A scow (Fig. 1) will be found the easiest of all boats to construct, but at the same time the hardest to row, since both the ends are blunt and vertical. A scow is for use in shallow water and is poled generally instead of being rowed. It is built in a similar manner to the punt, but the ends are not cut under. A good size to make the scow for general use will be fourteen feet long, eighteen inches deep, and four feet wide. It may be provided with two or three seats, and when complete both the punt and scow should receive two or three good coats of paint.

A Sharpy

It is not a difficult matter to make a sharpy like the one shown in Fig. 5, but care must be taken in its construction to insure good unions and tight joints.

Cedar, white-wood, pine, or cypress are the best woods of which to build small boats, and wide boards can be had at almost any lumber-yard. White cedar is somewhat more difficult to get than the other woods, but if possible it should be used.

To make this sharpy the proper size for a boy’s use, obtain two boards fifteen or sixteen inches wide, fourteen feet long, and seven-eighths of an inch thick, planed on both sides and as free from knots as possible. If the boards cannot be had fifteen inches wide, then batten two boards together with strips just as plain board doors are made. Before they are fastened, however, smear the joint edges with white-lead and embed a string of lamp-wicking through the middle. Use plenty of white-lead, and after the boards are pressed together and fastened the surplus lead can be scraped from both sides of the joint and saved for other joints.

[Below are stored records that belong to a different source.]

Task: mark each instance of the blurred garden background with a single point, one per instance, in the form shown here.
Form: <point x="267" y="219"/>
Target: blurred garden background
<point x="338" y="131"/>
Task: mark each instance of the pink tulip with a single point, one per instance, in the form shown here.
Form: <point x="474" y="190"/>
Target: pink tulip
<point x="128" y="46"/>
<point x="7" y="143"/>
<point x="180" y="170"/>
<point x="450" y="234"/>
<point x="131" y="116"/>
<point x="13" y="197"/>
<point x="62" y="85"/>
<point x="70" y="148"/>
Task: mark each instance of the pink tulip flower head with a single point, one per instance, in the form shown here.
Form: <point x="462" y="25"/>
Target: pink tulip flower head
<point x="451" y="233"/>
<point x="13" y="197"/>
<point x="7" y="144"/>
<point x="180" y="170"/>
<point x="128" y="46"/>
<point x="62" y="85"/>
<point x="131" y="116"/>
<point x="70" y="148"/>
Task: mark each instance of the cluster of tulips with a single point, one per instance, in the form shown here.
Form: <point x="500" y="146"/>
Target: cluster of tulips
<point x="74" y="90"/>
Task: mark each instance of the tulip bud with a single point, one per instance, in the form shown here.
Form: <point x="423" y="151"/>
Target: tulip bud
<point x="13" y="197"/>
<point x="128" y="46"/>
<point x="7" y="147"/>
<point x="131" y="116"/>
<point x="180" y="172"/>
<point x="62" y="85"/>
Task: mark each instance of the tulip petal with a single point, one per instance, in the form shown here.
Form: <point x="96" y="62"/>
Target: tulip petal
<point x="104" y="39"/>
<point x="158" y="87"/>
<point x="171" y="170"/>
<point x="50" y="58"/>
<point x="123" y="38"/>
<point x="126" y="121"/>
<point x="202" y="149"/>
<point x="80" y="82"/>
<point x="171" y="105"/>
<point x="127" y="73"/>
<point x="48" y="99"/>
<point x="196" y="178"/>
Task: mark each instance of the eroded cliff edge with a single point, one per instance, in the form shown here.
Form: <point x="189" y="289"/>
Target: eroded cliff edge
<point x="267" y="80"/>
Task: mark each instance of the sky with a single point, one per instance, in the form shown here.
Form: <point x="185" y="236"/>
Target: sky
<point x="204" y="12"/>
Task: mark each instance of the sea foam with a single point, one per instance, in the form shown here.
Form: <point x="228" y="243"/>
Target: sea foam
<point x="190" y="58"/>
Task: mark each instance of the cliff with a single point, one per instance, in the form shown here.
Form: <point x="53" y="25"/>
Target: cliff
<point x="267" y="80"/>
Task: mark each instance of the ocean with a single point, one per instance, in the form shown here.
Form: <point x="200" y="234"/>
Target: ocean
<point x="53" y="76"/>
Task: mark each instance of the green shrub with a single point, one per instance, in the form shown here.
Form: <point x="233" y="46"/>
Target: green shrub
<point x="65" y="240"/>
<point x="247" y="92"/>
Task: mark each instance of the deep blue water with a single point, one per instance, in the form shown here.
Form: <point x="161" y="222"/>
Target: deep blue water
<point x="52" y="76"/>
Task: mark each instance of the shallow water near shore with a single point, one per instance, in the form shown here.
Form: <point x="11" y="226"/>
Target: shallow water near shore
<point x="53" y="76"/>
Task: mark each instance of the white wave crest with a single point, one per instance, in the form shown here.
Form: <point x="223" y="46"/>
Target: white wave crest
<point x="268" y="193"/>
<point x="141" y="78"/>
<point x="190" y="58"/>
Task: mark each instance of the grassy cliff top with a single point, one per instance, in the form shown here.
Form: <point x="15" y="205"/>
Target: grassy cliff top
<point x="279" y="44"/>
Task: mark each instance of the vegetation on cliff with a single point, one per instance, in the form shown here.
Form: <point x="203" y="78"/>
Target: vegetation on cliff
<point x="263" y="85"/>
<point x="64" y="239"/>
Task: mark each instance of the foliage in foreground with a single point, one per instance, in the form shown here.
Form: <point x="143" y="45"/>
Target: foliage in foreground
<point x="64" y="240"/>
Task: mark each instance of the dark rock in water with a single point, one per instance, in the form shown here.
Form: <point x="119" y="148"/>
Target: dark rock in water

From a piece of hard-wood cut a stem eighteen inches long and four inches wide, with bevelled planes, as shown in Fig. 6. A section or end view of this post will appear like Fig. 6 A. Against the cut-in sides of this post the bow ends of the side boards are to be attached with screws or galvanized boat nails.

The long side boards are to be cut at bow and stern as shown at Fig. 7 A and B. The bow recedes three inches and the stern is cut under thirty-four inches. Attach the bow ends of the boards to the stem-piece or post so that the top of the sides will be seven-eighths of an inch below the flat top of the post. If properly done you will then have a V-shaped affair resembling a snow-plough, which must be bent and formed in the shape of a boat.

From a board seven-eighths of an inch thick cut a spreader ten inches wide, forty-eight inches long at one side, and forty-two inches at the other, as shown in Fig. 8. Arrange this between the boards about midway from bow to stern, so that the bottom of the spreader is flush with the bottom of the sides; then draw in the rear ends of the boards and tie them temporarily with a piece of rope.

Drive a nail into the edge of each board near the end, to prevent the rope slipping off, for if it should do so the boards would fly apart and might break away from the stem-piece.

In order to draw in the ends to the proper position, insert a short stick between the ropes and twist it around until the rope is wound up; then if the end is not in far enough, slip another rope around the ends of the boards, and after releasing the first rope insert the stick and continue the twisting until the ends of the side boards are twenty-one inches apart. Before this bending process is begun, it would be well to pour a kettleful of boiling water over each side board to limber them, for dry boards are stiff and will not bend easily without checking or cracking. If it is possible to steam the boards they will yield still better to the bending process.